We regard the changes in roosting behavior and body mass as adaptive adjustments to increased danger. Other interpretations are that the body mass decline is a non-strategic consequence of extra flight induced by harassment from numerous peregrines, or that it is a strategic reduction of body mass made to reduce flight costs because flight time has increased for a reason unrelated to predation danger. Differentiating between these competing hypotheses could be undertaken with an analysis of when strategic over-ocean flocking (or more generally, roosting behavior) ought to occur. The first study to make a strategic analysis of roost site choice is that by Rogers et al. [13
]. In their study area, distant roost sites required more travel than nearby roost sites, but birds suffered fewer disturbances there. They accounted for roost choice with a model that minimized total energy expenditure over the entire high water period, summing the energetic costs of both travel to the roost site and time spent in flight while there. We agree with this general approach, but feel that the choice is more appropriately analyzed in terms of maximizing survival than in minimizing energy expenditure. Over-ocean flocking becomes worthwhile when it reduces the probability of mortality [20
], taking account of the extra mortality that results from the extra foraging required.
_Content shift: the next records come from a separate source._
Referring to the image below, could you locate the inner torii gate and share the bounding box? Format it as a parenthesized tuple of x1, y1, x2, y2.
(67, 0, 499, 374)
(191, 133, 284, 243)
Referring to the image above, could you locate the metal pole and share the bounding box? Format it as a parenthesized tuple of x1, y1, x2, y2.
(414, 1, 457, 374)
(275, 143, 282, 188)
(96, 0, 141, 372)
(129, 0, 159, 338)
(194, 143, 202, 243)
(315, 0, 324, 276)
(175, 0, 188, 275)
Several factors may dispose dunlins on the Fraser estuary to more prolonged and frequent over-ocean flocking than at other sites. First, the winter population of peregrines is high relative to other locales, and the danger they pose to dunlins wintering there is particularly great, because kleptoparasitic competition from Bald Eagles (Haliaeetus leucocephalus
) forces peregrines to concentrate their foraging on dunlins instead of ducks, a favorite prey for peregrines elsewhere [32
]. Second, the nature of the Fraser River estuary is such that alternative coastal and inland roosting sites are also dangerous, due to the presence of peregrines, merlins (Falco columbarius
) and northern harriers (Circus cyaneus
), all of which prey on dunlins [18
]. Finally, the Fraser estuary is large and highly productive, and the winter in southwest British Columbia generally mild, which makes it possible to finance the extra energetic expenditure required. Dunlins cease over-ocean flocking during extended periods of freezing weather [18
], on days with heavy rain (see Fig. ) and on windless days, which suggests that increases in the energy requirement (freezing weather, rain) or the cost of the gliding and hovering mode of OOF flight (lack of wind) make it too expensive. Analyzing over-ocean flocking on the Fraser estuary and on other wintering areas in this way should lead to further understanding of when and why it is observed.